Shermy: (Crying) WE'RE ALL GONNA FUCKING DIE!!!

Every single character from Peanuts, South Park, The Loud House, The Mighty B! watch in horror as all of their friends are being blasted into space. Ronnie Anne was affected the most because The Louds are being blasted into space. Lori was the only loud who was not blasted into space due to her being in college, and she saw the whole event from her dorm, worried about her family. And as soon as the domes got out of the Earth's atmosphere and into space, the rockets were released and exploded moments later.


(Play Creep [Acoustic Version] by Radiohead for the rest of this chapter.)

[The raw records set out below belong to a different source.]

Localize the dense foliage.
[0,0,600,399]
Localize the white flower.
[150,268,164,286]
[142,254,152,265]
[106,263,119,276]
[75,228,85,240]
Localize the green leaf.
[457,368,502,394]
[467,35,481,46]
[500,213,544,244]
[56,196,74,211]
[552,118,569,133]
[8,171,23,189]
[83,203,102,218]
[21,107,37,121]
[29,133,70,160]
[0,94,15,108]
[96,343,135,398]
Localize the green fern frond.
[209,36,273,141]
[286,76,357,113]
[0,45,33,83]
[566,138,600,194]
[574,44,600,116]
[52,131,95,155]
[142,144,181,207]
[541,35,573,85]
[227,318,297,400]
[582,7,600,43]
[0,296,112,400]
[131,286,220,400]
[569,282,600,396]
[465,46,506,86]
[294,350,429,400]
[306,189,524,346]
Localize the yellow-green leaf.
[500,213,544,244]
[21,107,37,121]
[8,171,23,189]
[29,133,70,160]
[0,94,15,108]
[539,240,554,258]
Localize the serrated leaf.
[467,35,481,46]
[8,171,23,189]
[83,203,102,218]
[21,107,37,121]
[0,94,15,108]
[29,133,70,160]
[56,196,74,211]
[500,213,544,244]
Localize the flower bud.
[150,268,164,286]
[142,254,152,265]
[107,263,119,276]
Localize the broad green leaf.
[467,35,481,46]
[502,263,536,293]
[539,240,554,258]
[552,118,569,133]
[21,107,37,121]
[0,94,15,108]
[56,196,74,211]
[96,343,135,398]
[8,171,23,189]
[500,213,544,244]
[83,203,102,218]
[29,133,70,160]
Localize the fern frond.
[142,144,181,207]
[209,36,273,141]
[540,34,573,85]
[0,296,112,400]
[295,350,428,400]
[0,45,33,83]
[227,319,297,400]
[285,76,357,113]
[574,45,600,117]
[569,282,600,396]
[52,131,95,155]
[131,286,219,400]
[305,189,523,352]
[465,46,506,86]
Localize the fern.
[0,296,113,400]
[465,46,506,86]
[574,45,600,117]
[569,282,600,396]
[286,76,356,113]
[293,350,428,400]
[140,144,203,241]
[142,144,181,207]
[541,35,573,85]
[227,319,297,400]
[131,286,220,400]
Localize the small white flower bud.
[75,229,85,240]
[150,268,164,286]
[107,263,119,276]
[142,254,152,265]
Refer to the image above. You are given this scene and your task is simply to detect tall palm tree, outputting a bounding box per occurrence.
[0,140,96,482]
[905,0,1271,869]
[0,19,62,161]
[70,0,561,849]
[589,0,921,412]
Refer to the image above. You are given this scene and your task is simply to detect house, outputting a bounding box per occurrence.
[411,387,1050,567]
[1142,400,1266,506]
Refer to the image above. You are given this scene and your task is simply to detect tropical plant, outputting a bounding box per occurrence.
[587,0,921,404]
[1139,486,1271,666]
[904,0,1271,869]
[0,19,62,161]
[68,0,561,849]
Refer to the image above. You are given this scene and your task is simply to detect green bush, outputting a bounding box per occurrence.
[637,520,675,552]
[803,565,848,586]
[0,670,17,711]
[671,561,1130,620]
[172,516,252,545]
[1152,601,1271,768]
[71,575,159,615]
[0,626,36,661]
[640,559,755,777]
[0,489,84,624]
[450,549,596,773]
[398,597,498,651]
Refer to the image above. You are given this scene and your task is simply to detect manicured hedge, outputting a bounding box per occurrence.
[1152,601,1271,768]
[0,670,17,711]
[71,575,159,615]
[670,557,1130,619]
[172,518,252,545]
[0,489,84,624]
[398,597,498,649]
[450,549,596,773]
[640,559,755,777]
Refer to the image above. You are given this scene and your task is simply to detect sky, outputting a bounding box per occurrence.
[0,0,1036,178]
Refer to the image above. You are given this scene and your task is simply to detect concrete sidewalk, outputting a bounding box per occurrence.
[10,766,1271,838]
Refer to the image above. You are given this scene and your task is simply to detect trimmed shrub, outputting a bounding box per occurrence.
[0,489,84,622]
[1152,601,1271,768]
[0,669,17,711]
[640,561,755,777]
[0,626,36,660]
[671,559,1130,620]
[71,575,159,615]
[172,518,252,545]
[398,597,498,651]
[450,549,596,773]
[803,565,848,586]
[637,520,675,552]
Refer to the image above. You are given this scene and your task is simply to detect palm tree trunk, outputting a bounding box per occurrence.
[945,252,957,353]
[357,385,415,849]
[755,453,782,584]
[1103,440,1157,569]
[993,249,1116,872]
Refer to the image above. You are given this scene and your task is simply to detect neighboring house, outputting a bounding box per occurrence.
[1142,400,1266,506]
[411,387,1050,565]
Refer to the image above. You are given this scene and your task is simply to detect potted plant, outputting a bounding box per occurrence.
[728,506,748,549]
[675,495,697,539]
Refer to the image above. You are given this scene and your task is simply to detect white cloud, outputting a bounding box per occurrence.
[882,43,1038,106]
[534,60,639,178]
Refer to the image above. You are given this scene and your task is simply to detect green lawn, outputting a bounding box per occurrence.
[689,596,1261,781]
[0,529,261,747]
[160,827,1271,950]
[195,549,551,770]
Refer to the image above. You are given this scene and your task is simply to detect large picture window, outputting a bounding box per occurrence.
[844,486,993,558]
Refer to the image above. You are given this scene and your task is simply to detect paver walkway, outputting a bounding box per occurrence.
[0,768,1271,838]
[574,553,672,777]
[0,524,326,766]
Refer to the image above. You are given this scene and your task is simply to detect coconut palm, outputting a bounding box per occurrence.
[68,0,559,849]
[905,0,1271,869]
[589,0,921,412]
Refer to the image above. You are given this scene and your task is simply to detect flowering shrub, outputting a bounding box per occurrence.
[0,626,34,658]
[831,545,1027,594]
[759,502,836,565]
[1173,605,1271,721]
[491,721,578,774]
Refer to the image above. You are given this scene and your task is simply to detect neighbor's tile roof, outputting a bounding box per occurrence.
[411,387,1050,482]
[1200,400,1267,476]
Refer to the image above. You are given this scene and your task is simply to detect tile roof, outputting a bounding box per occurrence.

The four domes are now in space and everyone inside them got up.

Linus: You guys okay?

Sally: Yeah. We're fine.

5: Um, guys?

Lucy: Yeah?

5: Look.

He points at the Earth and they are all shocked because they are now in space.

Pig-Pen: Oh good grief.

The Loud House Dome.

Lisa: We are now in Outer Space, traveling several miles from Earth.

Lincoln: So... This means we're never gonna see our friends on Earth again?

Lisa: Sadly yes. Unless I can find a way to take us back to Earth.

The door to the Loud House opens.

Darcy: Thanks for the sleepover Lisa! I enjoyed it so... (She sees that they are now in Space.) Uh... What's going on?

Lisa: It's a long story, but I had nothing to do with this.

The South Park Dome

Butters: We're about to start drifting in space now.

Pip: But... Allie...

Dougie: We're doomed.

Damien: I can't use my powers to teleport us back to Earth because my powers don't work in space.

Randy: Well shit! Now my business will die because of this!

Sharon: Oh will you shut up about your business for once?!

The Main 4 and Wendy exit in their superhero outfits.

Toolshed: Here. (He gives Butters, Pip, Dougie and Damien their supervillain outfits.) Put these on and we'll think of a plan to get back to Earth.

Pip: Okay.

They all put their supervillains outfits on.

Professor Chaos: Now what?

Mysterion: We should find a way back to Earth.

The Mighty B Dome

Bessie: Wow. This is the second time I've been to space.

Happy giggles.

Ben: You gonna tell her?

Happy nods no.

Portia: I can't believe we were tricked. Now I'll never be Hollywood famous!

Gwen: Don't worry. Tenorman is a dead man when we get back to Earth.

The four domes continued to go far away from Earth.


That's all for the prologue. The first episode will be re-released in this fanfic soon.